Program

Henry Luce Foundation/ACLS Grants to Individuals in East and Southeast Asian Archaeology and Early History Dissertation Fellowships (North America) , Henry Luce Foundation/ACLS Grants to Individuals in East and Southeast Asian Archaeology and Early History Postodctoral Fellowships (North America)

Project

Emergent Complexity on the Mongolian Steppe: Mobility, Territoriality, and the Development of Early Nomadic Polities

Project

Continuity and Change in Household Life in Bronze and Iron-Age Mongolia

Department

Anthropology

Emergent Complexity on the Mongolian Steppe: Mobility, Territoriality, and the Development of Early Nomadic Polities

Through the comparative study of settlement sites, this international collaborative research project investigates the nature of the social and economic organization of Late Bronze Age (mid-second - early first millenia BCE) societies in the Khanuy River Valley, Central Mongolia so as to contribute to an evaluation of the ‘dependency’ hypothesis of sociopolitical development among mobile pastoralists. By focusing specifically on the core variables of demography, subsistence, mobility, and political economy in relation to higher degrees of sociopolitical organizations, this research project provides much needed empirical data to the ongoing theoretical discussions regarding the early development of ‘nomadic’ polities in Inner Asia. It is also anticipated that it will offer a useful case study for comparative research with other similar types of societies in other regions of the world. The anthropological objectives of this research and the methods employed, notably those of survey and settlement archaeology, are relatively new axes of research in Inner Asia in general and in Mongolia in particular. The collaborative and multidisciplinary nature of this research, as well as the training of Mongolian students in these and other field methods, are considered important components of this project.

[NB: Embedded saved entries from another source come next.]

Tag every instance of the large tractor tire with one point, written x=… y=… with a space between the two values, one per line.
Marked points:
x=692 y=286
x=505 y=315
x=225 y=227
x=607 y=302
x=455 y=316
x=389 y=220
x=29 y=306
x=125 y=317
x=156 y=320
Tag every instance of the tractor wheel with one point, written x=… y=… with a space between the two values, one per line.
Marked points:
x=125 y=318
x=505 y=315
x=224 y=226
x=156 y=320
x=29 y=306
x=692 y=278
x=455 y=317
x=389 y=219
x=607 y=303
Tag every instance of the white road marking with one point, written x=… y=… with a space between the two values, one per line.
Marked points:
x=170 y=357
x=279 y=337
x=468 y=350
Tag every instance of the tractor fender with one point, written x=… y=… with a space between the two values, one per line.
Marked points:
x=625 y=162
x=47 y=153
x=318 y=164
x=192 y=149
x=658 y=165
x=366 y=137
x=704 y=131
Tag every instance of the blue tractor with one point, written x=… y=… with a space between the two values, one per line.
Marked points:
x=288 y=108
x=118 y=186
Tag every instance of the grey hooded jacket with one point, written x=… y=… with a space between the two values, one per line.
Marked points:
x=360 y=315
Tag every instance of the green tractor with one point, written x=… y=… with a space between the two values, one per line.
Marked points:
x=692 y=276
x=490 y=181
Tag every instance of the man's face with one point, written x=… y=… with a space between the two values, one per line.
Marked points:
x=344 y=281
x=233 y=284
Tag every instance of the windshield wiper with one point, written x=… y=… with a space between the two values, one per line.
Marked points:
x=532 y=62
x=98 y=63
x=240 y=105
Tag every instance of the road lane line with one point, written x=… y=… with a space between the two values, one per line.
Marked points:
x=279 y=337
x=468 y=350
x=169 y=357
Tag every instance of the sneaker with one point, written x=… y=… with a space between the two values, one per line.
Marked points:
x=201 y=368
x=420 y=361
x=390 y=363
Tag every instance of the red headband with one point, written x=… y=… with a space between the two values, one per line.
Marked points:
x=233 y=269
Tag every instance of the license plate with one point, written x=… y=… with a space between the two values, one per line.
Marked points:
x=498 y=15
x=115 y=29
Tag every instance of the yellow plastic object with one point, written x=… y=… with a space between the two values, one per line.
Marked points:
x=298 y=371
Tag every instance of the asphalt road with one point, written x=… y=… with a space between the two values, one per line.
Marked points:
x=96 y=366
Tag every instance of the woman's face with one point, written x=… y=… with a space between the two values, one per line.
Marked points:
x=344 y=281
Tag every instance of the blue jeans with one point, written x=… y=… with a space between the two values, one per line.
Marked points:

Continuity and Change in Household Life in Bronze and Iron-Age Mongolia

This project addresses an important question in the anthropological literature on nomadic pastoralism, that is, the impact of major economic and social changes on nomadic society and pastoral subsistence—a question still very pertinent today in various world regions. The project consists of a collaborative and multidisciplinary endeavor that includes archaeology, zooarchaeology, paleobotany, and geoarchaeology in order to document the transformation of the domestic economy of mobile pastoralist groups inhabiting the Khanuy Valley region of central Mongolia from the Late Bronze Age to the Iron Age period when the first state-like nomadic polity, the Xiongnu, appeared on the Eurasian steppes. The objective is to find out if and how a representative sample of households responded to and participated in the broader political and economic system. In other words, this research project evaluates continuity and change in the range, organizations, and variation of household activities as the region is incorporated into a regional-scale polity. As a result, it provides the first detailed archaeological investigation of how and to what degree the forces of economic and social change among mobile pastoralists were also played out at the local level. This in turn contributes to anthropological studies on the topic of social change in general by documenting variability in both the forms and developmental trajectories of societal complexity.